Simply put, I’ve lost the “want to write” part of myself, and that scares me. I’ve always wanted to write. I haven’t always done it, but I’ve dreamed about it, and plotted in my head, and considered characters and what they could do. Now I just avoid it. I have two (TWO!!!) half written cyborg novellas that are way overdue to my publisher.
And I just sit here.
At first, it was because I was way too busy in the day job. Being self employed means I get to pick up the slack when everyone else lets things slide. So in March and April and most of May of this year, I was working up to fourteen hours a day, almost every day. I certainly didn’t get weekends off, and I wasn’t complaining because more work = more money = less debt. I may enjoy writing, but the day job pays the bills.
Then I was too exhausted. After all, I’d just worked way more than anyone else I knew and had very little down time.
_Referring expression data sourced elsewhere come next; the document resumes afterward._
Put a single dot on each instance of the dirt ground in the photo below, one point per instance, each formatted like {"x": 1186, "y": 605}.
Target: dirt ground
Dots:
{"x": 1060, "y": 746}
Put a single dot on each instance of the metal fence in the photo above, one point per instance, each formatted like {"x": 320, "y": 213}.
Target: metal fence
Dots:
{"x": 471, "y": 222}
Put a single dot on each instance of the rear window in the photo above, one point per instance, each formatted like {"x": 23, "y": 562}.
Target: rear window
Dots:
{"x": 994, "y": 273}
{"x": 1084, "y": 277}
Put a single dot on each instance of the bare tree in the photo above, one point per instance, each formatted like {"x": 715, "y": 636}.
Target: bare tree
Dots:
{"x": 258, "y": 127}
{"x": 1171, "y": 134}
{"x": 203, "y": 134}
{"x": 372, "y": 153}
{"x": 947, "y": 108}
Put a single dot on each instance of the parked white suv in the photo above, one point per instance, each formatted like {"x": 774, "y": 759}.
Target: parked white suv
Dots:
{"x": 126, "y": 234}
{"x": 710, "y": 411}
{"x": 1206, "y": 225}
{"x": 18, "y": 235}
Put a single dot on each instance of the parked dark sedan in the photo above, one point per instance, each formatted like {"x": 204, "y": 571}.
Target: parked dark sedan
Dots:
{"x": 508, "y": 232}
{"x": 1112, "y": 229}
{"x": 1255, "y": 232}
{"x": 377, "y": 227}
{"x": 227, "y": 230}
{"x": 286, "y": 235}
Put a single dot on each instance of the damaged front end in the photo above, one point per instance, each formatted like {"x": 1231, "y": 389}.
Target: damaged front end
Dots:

I was too tired to think, let alone write.
Which brings me to today. I’m not working at the day job. I am dogsitting but watching a mellow lab snooze in the sun is hardly a reason not to write. And I really should go trim that hedge out front but it’s raining and who the heck trims hedges (with an electric hedge trimmer) in the rain? Certainly not me!
So why am I not writing?
Actually I am! I’m writing a blog post on why I’m not writing!
Time to turn off the WIFI (Yes I know how to do that) and get my butt into the writing chair. There’s cyborgs and aliens and others just waiting for me to tell them what to do!